Il ministero della Difesa russo ha anche annunciato la cancellazione dell’accordo di cooperazione sui cieli del Paese, un “telefono rosso” inteso a evitare incidenti tra velivoli. Una simile misura era già stata presa in aprile in occasione di un attacco missilistico americano alla base di Damasco a Shayrat, origine di offensive con gas nervino contro la popolazione civile di aree controllate dalle forze in lotta contro Isis ma ribelli ad Assad. La cooperazione era ripresa in seguito.

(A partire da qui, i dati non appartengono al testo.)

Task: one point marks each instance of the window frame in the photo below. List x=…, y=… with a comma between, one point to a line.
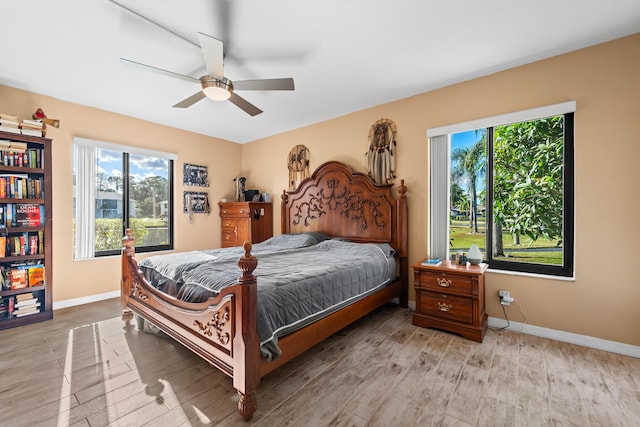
x=126, y=152
x=435, y=136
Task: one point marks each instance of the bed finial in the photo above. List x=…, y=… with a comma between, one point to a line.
x=402, y=190
x=128, y=241
x=247, y=263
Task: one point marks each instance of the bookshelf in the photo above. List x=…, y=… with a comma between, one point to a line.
x=25, y=230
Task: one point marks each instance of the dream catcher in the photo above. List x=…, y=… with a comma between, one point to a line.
x=298, y=164
x=382, y=151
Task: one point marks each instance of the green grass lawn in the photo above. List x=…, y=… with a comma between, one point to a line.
x=462, y=237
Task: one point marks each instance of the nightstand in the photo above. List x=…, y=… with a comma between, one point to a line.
x=451, y=297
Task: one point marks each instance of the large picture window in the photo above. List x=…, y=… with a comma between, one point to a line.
x=118, y=187
x=508, y=188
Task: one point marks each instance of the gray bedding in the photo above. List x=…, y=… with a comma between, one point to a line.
x=301, y=278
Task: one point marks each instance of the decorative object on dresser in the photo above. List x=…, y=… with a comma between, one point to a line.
x=240, y=186
x=382, y=151
x=298, y=164
x=223, y=329
x=450, y=296
x=245, y=221
x=25, y=230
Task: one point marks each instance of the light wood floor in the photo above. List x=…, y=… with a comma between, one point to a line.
x=84, y=369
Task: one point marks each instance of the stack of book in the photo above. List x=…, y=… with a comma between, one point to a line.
x=25, y=305
x=9, y=123
x=4, y=307
x=31, y=127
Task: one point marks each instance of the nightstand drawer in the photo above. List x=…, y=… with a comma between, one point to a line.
x=446, y=282
x=446, y=306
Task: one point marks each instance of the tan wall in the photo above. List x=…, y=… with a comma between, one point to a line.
x=103, y=275
x=603, y=80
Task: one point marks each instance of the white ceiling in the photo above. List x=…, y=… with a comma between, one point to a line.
x=344, y=55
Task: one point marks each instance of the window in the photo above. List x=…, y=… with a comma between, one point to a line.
x=118, y=187
x=507, y=187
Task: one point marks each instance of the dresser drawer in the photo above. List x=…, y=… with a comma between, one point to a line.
x=440, y=282
x=235, y=210
x=229, y=223
x=449, y=307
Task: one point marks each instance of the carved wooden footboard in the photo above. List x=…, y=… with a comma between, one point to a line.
x=221, y=330
x=335, y=201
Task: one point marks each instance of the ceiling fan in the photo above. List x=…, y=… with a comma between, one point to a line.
x=214, y=84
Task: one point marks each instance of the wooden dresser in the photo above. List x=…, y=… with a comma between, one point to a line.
x=451, y=297
x=241, y=221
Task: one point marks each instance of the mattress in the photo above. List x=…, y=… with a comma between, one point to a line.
x=301, y=278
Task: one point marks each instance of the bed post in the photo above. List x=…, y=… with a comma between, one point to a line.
x=246, y=344
x=402, y=215
x=284, y=215
x=126, y=282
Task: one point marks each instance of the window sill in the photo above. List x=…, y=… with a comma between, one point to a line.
x=536, y=275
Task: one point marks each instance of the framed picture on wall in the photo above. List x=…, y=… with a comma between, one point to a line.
x=195, y=202
x=195, y=175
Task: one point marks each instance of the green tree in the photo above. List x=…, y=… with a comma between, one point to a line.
x=469, y=164
x=528, y=179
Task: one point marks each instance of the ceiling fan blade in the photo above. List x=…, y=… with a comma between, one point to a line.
x=264, y=84
x=212, y=50
x=144, y=18
x=159, y=70
x=188, y=102
x=245, y=105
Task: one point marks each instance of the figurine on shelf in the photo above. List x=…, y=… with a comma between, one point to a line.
x=39, y=115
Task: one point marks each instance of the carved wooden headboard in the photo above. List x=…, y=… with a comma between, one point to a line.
x=339, y=202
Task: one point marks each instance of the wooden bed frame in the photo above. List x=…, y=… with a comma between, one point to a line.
x=335, y=201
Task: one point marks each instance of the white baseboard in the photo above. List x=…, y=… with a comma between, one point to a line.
x=568, y=337
x=85, y=300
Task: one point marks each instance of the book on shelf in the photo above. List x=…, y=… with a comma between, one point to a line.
x=27, y=215
x=19, y=277
x=31, y=131
x=13, y=146
x=35, y=275
x=432, y=261
x=31, y=302
x=25, y=311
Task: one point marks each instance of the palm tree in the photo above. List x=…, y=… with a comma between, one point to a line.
x=469, y=164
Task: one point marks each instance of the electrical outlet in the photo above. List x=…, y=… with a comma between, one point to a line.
x=505, y=297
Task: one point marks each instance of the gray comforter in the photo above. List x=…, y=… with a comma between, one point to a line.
x=301, y=278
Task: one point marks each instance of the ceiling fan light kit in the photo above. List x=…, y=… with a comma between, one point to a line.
x=218, y=90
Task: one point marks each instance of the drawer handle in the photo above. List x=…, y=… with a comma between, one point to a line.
x=444, y=282
x=444, y=307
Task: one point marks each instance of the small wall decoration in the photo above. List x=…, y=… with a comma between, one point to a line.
x=195, y=202
x=298, y=164
x=195, y=175
x=382, y=151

Non è affatto escluso che una simile de-escalation avvenga. Da Pechino, dove era in visita, il ministro degli Esteri russo Sergey Lavrov ieri ha ancora invitato tutti a «evitare azioni unilaterali» e a rispettare «la sovranità della Siria». Il Pentagono, dal quartier generale della task force anti-Isis a Bagdad, si è da parte sua limitato a riaffermare che «continuerà a condurre operazioni in Siria, fornendo copertura aerea alle forze della coalizione e ai partner sul terreno».
Il “confronto” russo-americano in Siria è però progressivamente peggiorato con l’evoluzione oggettiva della situazione sul campo, che ha visto Isis perdere terreno sotto la pressione sia della coalizione occidentale che di Assad. Le milizie delle Syrian Democratic Forces, attorno ai curdi, stanno avanzando sulla roccaforte di Raqqa; mentre le truppe di Damasco, coadiuvato da Russia e Iran, si stanno facendo strada verso la stessa Raqqa da Aleppo.
Più ancora, in questo clima, la nuova escalation della tensione ha sollevato pesanti interrogativi sulla chiarezza della strategia americana nell'intera regione. La Siria non è il solo focolaio di seria confusione e rischi per una politica estera dell’amministrazione di Donald Trump sospettata dai critici di essere troppo improvvisata e incoerente.
Nel vicino Afghanistan la Casa Bianca è parsa abdicare ai generali del Pentagono ogni decisione sui livelli di nuove truppe da inviare nel Paese per combattere i talebani, dopo aver considerato proposte di spedire migliaia di nuovi soldati. Nel Golfo Persico non è rientrata la rottura istigata forse senza volere da Donald Trump tra Arabia Saudita e Qatar, che ha indebolito il fronte anti-errorismo.
Dal Congresso, intanto, i senatori anche della maggioranza repubblicana si affannano a riconquistare voce in capitolo sul fronte internazionale, una prerogativa ormai da anni abbandonata. Al fine di correggere i percepiti gravi scivoloni di Trump hanno organizzato viaggi e incontri per offrire rassicurazioni sulla Nato ai paesi europei. Hanno approvato leggi per nuove, più sistematiche sanzioni contro la Russia.
E hanno anche inviato moniti a Riad, scomodo alleato per via delle sue ambizioni egemoniche nell’aera e la sua versione ultra-repressiva dell’Islam, che ha visto una veduta di armi americane per 500 milioni di dollari quasi bloccata dal Congresso.